Elya nineye önce kendi ailesini sordum.
“Benim dedelerim Sasun’un Komk köyünden geldiler yavrum” diyor. “Benim dedem ve onun amcaoğlu, Komk manastırında işçi olarak çalışıyordu, usta idi. Çok iyi bir Kürt ağa varmış köyde. Bilir misin? Babam derdi Kürtler çok kesmiş bizi ama herkeste kötüler de var iyiler de. Babam derdi; öyle Kürtler vardı ki birçok Ermeniden daha iyiydi. İşte bu iyi Kürt ağa babama gelip diyor: “Oğlum, sizinkilere söyle katliam olacak, kaçın buradan, hayatınızı kurtarın”. Babam da koşa koşa manastıra gidiyor, dedeme diyor ki; “Baba, askerler gelip bizi kesecek”… Bizimkiler göç ediyor, Aras nehrini geçip kaçıyorlar. Önce Rusya, sonra Erivan, Gümrü, Ucan’a gidiyorlar. Sonunda Aşnak köyüne gelip buraya yerleştiler”.
Elya nineye soruyorum: “Bu duvardaki fotoğraf kimin?”

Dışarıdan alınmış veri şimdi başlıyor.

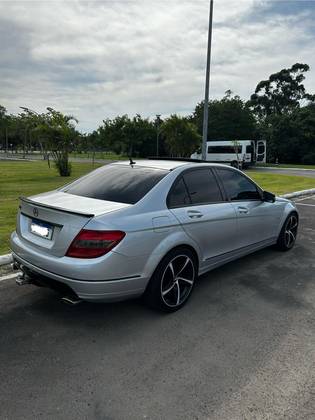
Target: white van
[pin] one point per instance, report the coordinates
(238, 153)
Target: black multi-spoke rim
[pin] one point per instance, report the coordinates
(177, 280)
(290, 231)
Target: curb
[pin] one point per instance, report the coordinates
(7, 259)
(281, 168)
(299, 193)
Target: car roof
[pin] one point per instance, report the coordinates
(167, 164)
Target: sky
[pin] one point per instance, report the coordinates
(99, 59)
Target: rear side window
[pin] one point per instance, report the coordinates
(179, 196)
(195, 187)
(119, 183)
(237, 186)
(202, 187)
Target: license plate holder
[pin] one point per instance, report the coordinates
(42, 229)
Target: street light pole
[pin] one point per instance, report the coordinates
(206, 102)
(158, 121)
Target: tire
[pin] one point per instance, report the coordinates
(167, 291)
(287, 236)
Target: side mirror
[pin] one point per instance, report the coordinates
(269, 197)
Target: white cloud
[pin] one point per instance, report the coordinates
(100, 59)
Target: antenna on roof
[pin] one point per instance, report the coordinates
(130, 158)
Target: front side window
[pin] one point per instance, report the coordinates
(237, 186)
(119, 183)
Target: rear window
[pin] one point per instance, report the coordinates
(119, 183)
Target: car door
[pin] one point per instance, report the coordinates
(258, 220)
(197, 202)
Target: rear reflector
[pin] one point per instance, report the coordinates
(94, 243)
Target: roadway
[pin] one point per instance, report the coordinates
(243, 347)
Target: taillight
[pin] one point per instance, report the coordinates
(94, 243)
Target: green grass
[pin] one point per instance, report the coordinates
(281, 184)
(98, 155)
(29, 178)
(286, 165)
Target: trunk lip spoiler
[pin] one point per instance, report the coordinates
(35, 203)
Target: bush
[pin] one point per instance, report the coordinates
(63, 165)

“Bu benim kayınpederim, yavrum. Onun amcası Hamze Bcuk idi, kayınpederim yetim kalmıştı ve Hamze Bcuk onu büyüttü. Bcuk, Sasun Talvorik’in Hosnud köyünden idi. Dağlar’da direniş vardı, orada cok insan öldü, çok… Hamze Bcuk’un oğlu göç yolunda doğdu. Kayınpederimin halası Dure. Ben bu eve geldiğimde, Dure 105 yaşındaydı zaten… Çok dertli biriydi ve çok da hastaydı. Ben ona bakıyordum. Onların evinde, Ergir’de (Ergir, ülke demek ama memleket – vatan ve Sasun anlamında kullanılır Sasun lehçesinde), 40 kişi vardı, hepsi öldü, hepsi… Sadece Dure kaldı. Dure, iki çocuğunu alıp kaçıyor. Yolda önce kızı öldü açlıktan. Kendi çocuğunu gömüyor Dure. Sonra erkek çocuğuyla yoluna devam ediyor. Askerler karşına çıkıyor, Dure’yi vuruyorlar, kılıçla kesiyorlar… Tabii öldü diye düşünüyorlar ama, inanır mısın, ölmedi, yaralıydı sadece… Çocuk yanında düşmüş ağlıyor, Dure uyanıyor. “Gıdak” içinde (gıdak-başörtu ile giyinen “kofi”) iğneyle tel vardı, kendi yaralarını dikip şifalı bitkiler koyuyor. İnanır mısın böyle ayağa kalkıp yoluna devam etti. Sonra erkek çocuğu da öldü. Dure kız çocuğunun mezarına dönüyor, mezarı açıyor ve oğlunu da kızının yanına gömmüyor. Ve yalnız yoluna devam ediyor yine. Andranik Paşa’nın (Andranik Ozanyan) ordusuna kadar gidiyor. Onlarla beraber buraya geliyor. Andranik Paşa, Dure’ye aşıktı. Ama Dure evlenmedi onunla… Kendi ailesini kaybettikten sonra asla bir daha evlenmek istemedi. Ama benim kayınpederimi Hamze Bcuk ile o büyüttü. Köylere gidip sabun pişiriyordu. Köylüler de onlara buğday, patates, pirinç, süt, peynir, bal, ceviz, yağ falan gönderirlerdi ona. Dure de kayınpederimi ve kardeşlerini besliyordu böyle. Benim ilk çocuğum doğdu. Dure, Sasun Ermenicesinde ninniler söylerdi. Beni çok seviyordu, ben ona bakıyordum, o da “Kızım, yavrum, o kadar çocuğu büyüttü ama sonunda sana yük oldum canım benim”derdi. Ben de “Ana, ne diyorsun, öyle deme” derdim. Bir gün bana dedi; “Lao, yes or mernim zım gıdak kezi garnis” (Yavrum, ben öldükten sonra benim “gdak”ı sen alırsın). Ben de neden öyle söylediğini anlamıyordum. Sonra “Gdak” içinde altınları sakladığını gördük. Dure, Ergir’den getirdi buraya kadar…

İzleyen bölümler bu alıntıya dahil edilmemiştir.